Well here was where they took the conversation, describing how decision hygiene can help obtain better decisions in business, or policy:
… whilst we absolutely think and believe they do, business meetings very rarely canvas individual opinion.
We think, “Let’s go round the table” equates to diversity and inclusion and will uncover the truth. We believe this will invite different but complementary or usefully critical input, but the meeting structures we employ seem to want to achieve unanimity at any cost…and within an hour if possible.

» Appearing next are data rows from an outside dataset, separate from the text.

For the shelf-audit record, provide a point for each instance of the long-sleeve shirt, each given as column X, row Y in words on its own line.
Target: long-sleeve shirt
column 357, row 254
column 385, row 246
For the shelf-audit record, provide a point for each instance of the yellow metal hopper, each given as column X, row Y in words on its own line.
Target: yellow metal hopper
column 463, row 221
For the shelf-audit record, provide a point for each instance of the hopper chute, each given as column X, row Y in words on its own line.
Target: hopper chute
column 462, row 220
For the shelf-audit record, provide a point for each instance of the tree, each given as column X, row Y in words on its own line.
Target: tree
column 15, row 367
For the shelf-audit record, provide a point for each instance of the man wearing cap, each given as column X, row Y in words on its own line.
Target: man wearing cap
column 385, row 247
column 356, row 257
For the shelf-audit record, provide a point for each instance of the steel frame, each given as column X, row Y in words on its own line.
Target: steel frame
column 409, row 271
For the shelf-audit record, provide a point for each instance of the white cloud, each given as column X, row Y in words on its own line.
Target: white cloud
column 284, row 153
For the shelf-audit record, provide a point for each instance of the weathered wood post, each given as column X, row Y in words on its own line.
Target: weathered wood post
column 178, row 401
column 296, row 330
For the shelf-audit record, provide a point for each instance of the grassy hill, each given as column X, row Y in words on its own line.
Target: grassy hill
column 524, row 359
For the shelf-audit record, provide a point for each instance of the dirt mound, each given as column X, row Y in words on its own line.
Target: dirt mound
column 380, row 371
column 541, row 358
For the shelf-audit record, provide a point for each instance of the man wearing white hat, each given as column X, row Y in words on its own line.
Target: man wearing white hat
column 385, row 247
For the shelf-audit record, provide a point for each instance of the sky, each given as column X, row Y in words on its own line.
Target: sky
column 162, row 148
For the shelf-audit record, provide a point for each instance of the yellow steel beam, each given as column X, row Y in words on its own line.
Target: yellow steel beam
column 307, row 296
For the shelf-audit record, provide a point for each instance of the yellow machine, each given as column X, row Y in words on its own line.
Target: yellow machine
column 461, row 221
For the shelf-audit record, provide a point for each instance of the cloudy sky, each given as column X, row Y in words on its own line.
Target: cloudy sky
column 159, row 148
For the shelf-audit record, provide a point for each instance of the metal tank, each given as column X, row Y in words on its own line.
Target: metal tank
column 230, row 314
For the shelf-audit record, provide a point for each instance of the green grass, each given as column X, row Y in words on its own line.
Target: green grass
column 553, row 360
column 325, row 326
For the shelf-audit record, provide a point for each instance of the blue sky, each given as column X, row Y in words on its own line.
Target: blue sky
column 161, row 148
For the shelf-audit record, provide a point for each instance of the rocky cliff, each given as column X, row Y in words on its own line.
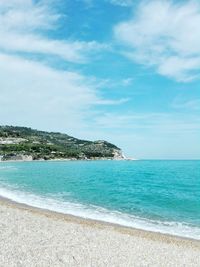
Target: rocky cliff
column 22, row 143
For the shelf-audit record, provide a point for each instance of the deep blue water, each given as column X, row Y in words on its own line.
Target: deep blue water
column 155, row 195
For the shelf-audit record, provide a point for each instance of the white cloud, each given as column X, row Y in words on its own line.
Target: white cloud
column 124, row 3
column 22, row 28
column 164, row 35
column 193, row 104
column 31, row 92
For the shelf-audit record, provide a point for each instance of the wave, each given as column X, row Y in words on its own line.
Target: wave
column 56, row 203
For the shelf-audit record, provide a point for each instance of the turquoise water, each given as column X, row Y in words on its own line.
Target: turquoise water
column 161, row 196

If you want to reduce this noise you will get people to write down their opinions independently of each other, so that you can observe if disagreement actually exists. As soon as they start talking they will start converging in some way, and the convergence is largely arbitrary because it depends on who speaks first or who speaks most loudly. By arbitrary we mean, if the wrong person is outside the room making coffee when the debate begins a completely unfit for purpose conclusion could be drawn. Discussions in committees are frequently a means to exacerbate noise whilst hiding it.
There are compounding effects in certain “decision architectures”, whereas we can design others that will cancel those out much more effectively… and here is one that we would like you to try.
Why 1-2-4-All?
Engage every individual in searching for answers
Avoid over-helping and the overcontrol-dependency vicious cycle
Create safe spaces for expression, diminish power differentials
Express “silent” conversations and expand diversity of inputs
Enrich quality of observations and insights before expression
Build naturally toward consensus or shared understanding
When in 1 – self reflection
Silent self-reflection by individuals on a shared challenge, framed as a question (e.g., What opportunities do YOU see for making progress on this challenge? How would you handle this situation? What ideas or actions do you recommend?), between 1-5 min.

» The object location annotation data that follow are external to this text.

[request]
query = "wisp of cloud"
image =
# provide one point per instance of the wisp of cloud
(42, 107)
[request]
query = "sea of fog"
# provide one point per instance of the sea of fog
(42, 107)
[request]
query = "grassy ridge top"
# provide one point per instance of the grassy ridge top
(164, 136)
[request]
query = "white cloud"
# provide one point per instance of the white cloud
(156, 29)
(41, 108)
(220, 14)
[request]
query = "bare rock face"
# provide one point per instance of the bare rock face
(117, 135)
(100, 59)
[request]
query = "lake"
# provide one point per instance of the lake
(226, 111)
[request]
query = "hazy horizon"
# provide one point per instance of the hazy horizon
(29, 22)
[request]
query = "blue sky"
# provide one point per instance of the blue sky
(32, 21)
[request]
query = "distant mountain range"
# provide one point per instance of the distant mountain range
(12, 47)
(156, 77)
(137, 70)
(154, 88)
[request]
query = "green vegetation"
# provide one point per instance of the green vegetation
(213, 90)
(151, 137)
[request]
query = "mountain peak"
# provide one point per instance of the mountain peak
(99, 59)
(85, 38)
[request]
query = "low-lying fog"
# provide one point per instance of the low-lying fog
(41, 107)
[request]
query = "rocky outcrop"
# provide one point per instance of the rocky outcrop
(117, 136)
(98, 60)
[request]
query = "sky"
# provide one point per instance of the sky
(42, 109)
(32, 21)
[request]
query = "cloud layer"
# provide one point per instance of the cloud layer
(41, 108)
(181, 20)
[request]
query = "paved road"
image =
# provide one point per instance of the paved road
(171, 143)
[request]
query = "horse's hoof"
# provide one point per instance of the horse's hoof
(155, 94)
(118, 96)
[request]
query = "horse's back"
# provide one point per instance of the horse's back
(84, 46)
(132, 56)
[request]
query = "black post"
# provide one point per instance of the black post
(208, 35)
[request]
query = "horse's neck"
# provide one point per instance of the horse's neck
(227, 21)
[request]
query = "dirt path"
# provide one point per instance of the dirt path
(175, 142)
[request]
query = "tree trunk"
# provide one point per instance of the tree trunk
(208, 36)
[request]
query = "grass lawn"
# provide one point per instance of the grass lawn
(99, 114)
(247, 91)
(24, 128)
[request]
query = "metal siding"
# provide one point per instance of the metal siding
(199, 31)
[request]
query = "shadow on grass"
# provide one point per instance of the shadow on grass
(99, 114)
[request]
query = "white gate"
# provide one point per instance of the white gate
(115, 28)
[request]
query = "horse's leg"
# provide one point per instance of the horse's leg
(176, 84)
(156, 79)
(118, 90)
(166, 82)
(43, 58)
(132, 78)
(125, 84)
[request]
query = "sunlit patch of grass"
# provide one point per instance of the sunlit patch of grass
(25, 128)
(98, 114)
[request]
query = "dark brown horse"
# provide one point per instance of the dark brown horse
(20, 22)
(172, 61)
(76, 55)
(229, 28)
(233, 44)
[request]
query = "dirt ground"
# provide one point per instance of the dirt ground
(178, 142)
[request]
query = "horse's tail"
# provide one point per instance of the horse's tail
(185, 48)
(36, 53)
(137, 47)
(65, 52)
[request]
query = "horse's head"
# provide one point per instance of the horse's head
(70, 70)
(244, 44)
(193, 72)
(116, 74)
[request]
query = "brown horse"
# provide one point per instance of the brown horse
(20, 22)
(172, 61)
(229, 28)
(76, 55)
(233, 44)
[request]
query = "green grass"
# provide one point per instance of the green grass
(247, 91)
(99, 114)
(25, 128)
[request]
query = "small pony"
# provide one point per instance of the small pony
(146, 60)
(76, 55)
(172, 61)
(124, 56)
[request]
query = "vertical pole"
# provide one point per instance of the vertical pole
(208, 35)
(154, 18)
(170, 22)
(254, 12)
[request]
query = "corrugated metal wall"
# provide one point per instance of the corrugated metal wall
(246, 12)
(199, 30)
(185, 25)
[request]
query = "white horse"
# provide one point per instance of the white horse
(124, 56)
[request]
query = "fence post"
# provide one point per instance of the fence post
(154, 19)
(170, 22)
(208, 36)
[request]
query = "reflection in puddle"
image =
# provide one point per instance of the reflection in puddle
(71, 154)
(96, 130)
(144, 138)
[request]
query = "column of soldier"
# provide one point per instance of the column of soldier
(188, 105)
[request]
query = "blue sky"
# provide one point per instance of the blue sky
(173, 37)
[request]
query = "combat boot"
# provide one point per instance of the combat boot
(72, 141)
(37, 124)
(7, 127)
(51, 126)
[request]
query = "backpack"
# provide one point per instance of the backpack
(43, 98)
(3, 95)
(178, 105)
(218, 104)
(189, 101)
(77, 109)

Write a list or separately on post its
In 2s – build on ideas from self reflection
Generate ideas in pairs, building on ideas from self-reflection. 5 min.
Combine your individual list or post its
Between you select the top 1, 2 or 3 to carry forward to next 4s
In 4s – start to build on the best ideas
Share and develop ideas from your pair in foursomes (notice similarities and differences). 5 min.
All – build on ideas from self reflection
Ask, “What is one idea that stood out in your conversation?” – Each group shares one important idea with all (repeat cycle as needed). 5 min.
The 1-2-4-All construct allows people to have their say without it even being viewed as dissent, which in itself can be viewed as negative. Not everyone wants to be viewed as a dissenter, not everyone self-identifies as a maverick. Regardless of that, without good hygiene, once the truth is out the judgement will be made, and this could mean the person now uncomfortably pointed to as a firebrand could remain silent from this moment on.
Have a think about how this affects long-term goals, productivity and culture. Maybe it is worth the extra consideration to build good conversation frameworks, collaboration architecture and decision hygiene.